Cipla chief aims for more cut-rate cancer drugs

Look out, cancer drugmakers. Cipla chief Yusuf Hamied wants to shake up your market just as he shook up HIV drugs 11 years ago. That's when his India-based company started supplying generic anti-AIDS cocktails at a small fraction of their branded prices.

Cipla made headlines last month when it said it would price its copycat version of Bayer's Nexavar at $130 per month, 75% lower than its previous price and one-fortieth the $5,500-per-month cost of the branded version. Cipla rival Natco Pharma had won a compulsory license from Bayer on the kidney cancer drug, but its version was priced at $175. Cipla also cut prices on two of its other oncology treatments.

Unlike Natco, Cipla doesn't have Bayer's blessing to sell its Nexavar version. Cipla launched its copy in 2010 while an Indian patent challenge was still pending, an at-risk launch, in other words. Whether Hamied intends to roll out new cancer drugs in a similar fashion, or simply cut the prices on meds already in his portfolio, isn't clear.
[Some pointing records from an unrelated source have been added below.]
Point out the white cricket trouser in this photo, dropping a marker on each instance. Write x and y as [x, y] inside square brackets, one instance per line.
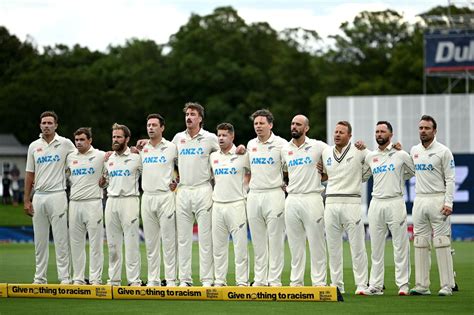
[339, 217]
[265, 211]
[122, 223]
[86, 216]
[194, 202]
[428, 220]
[304, 219]
[230, 218]
[50, 209]
[389, 214]
[159, 225]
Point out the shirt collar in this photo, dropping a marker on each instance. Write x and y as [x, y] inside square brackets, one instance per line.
[126, 152]
[231, 151]
[269, 140]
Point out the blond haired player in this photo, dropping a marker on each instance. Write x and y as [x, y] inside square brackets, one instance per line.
[45, 169]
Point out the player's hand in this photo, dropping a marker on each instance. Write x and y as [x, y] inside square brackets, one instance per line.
[447, 211]
[319, 166]
[107, 155]
[141, 143]
[360, 145]
[28, 208]
[240, 149]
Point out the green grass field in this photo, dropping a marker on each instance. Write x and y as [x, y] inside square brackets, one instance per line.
[17, 266]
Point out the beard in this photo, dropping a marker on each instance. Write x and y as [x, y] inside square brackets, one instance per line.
[295, 134]
[381, 141]
[118, 146]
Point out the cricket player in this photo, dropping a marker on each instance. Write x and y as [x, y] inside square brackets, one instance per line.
[85, 167]
[231, 176]
[194, 195]
[158, 202]
[390, 169]
[435, 180]
[344, 165]
[266, 201]
[45, 169]
[122, 172]
[304, 209]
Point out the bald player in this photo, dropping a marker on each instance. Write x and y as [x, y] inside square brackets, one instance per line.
[158, 202]
[304, 209]
[435, 181]
[122, 172]
[86, 166]
[45, 169]
[231, 176]
[390, 169]
[344, 165]
[194, 195]
[266, 201]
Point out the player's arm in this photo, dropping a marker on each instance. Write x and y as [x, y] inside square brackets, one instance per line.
[28, 206]
[449, 179]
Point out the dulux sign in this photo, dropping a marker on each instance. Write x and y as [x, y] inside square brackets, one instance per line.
[449, 52]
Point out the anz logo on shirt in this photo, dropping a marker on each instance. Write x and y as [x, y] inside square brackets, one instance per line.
[48, 159]
[263, 161]
[383, 169]
[423, 167]
[154, 159]
[191, 151]
[225, 171]
[116, 173]
[300, 161]
[82, 171]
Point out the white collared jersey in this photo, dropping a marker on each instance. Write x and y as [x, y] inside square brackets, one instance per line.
[158, 166]
[85, 171]
[48, 162]
[123, 172]
[229, 171]
[265, 162]
[193, 156]
[344, 170]
[390, 168]
[301, 164]
[434, 170]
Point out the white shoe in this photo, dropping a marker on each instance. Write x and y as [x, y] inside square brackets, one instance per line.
[445, 291]
[360, 290]
[404, 290]
[420, 291]
[372, 291]
[185, 284]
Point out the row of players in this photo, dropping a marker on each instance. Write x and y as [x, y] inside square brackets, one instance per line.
[248, 189]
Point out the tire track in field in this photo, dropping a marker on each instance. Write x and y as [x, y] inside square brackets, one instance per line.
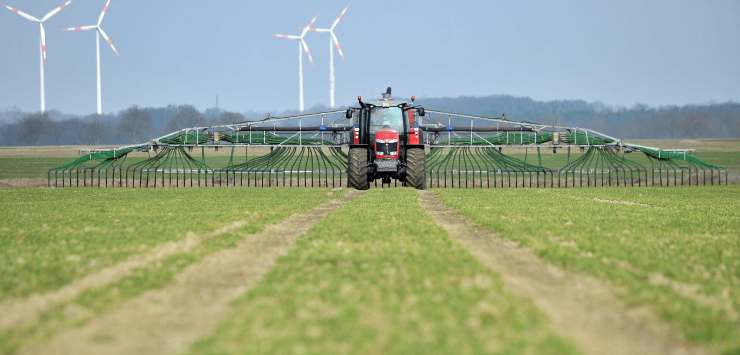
[169, 320]
[19, 313]
[580, 307]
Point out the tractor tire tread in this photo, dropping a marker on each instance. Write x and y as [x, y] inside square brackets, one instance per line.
[357, 169]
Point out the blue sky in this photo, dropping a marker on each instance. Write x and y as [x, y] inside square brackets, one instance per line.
[618, 52]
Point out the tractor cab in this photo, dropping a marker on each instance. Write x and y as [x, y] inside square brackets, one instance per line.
[383, 134]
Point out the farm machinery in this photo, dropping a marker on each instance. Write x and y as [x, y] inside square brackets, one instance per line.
[386, 142]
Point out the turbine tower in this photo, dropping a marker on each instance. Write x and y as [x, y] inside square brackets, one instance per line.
[333, 42]
[98, 33]
[302, 47]
[42, 50]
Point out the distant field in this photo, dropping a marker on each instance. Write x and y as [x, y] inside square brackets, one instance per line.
[35, 162]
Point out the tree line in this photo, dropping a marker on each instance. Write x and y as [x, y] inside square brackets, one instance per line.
[140, 124]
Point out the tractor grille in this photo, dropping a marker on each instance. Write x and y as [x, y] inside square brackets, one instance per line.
[387, 165]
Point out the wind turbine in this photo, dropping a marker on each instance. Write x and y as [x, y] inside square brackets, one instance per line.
[42, 51]
[302, 47]
[333, 42]
[98, 33]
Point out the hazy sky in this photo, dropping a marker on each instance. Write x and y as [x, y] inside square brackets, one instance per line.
[618, 52]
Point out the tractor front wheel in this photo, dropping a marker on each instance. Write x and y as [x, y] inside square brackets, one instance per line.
[416, 168]
[357, 169]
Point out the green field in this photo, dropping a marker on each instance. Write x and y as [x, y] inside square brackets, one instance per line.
[377, 274]
[34, 163]
[675, 249]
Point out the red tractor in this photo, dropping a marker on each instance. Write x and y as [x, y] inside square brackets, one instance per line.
[386, 143]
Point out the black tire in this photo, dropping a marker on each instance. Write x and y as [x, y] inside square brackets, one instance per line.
[357, 169]
[416, 168]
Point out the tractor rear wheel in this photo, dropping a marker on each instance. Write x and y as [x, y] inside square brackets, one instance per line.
[357, 169]
[416, 168]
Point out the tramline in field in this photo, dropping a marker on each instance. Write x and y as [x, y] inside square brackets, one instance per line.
[386, 142]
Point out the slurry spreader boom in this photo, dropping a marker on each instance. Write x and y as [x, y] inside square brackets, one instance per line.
[386, 142]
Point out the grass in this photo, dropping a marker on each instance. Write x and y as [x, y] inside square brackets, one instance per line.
[676, 250]
[378, 276]
[49, 237]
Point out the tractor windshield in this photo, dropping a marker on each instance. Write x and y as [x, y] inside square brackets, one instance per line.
[386, 117]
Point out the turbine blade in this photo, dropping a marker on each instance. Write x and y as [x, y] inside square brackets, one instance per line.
[56, 10]
[43, 42]
[80, 28]
[309, 26]
[20, 13]
[339, 18]
[103, 12]
[107, 39]
[336, 44]
[304, 45]
[282, 36]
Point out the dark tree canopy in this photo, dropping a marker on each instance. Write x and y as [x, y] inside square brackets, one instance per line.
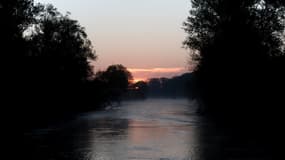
[61, 46]
[239, 48]
[117, 76]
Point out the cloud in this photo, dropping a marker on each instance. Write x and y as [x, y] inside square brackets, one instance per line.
[147, 73]
[157, 70]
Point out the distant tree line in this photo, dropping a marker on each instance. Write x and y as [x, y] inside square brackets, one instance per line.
[175, 87]
[239, 48]
[47, 63]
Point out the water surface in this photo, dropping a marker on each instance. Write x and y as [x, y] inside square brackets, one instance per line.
[154, 129]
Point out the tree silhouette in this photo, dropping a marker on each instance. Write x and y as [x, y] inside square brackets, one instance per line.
[62, 46]
[116, 80]
[237, 44]
[240, 53]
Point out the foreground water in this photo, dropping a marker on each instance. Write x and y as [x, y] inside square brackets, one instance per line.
[154, 129]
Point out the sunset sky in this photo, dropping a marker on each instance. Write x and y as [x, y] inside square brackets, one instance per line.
[144, 35]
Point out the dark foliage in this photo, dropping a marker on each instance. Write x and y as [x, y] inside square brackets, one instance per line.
[240, 74]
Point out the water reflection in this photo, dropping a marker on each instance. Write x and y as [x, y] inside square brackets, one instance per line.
[152, 129]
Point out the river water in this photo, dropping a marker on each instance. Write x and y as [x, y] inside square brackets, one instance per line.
[154, 129]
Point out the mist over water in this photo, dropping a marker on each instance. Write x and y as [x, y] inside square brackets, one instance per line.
[150, 129]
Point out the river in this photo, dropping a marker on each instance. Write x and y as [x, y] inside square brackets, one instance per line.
[153, 129]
Perhaps he's expecting help from the Indian government. Back when the company rolled out its first HIV drugs, branded drugmakers called him an intellectual property thief, Agence France-Presse reports. But Indian patent law at the time allowed Cipla to knock off branded drugs, so long as the process for making them differed. Now, India's patent regulation is tighter, though it does allow for compulsory licensing of "life-saving" drugs, as with Nexavar. Cipla has been pressing the government to force more companies to license their brands.

"I hope we'll cut prices of many more cancer drugs," Hamied told AFP. "Reducing the price of cancer drugs is a humanitarian move."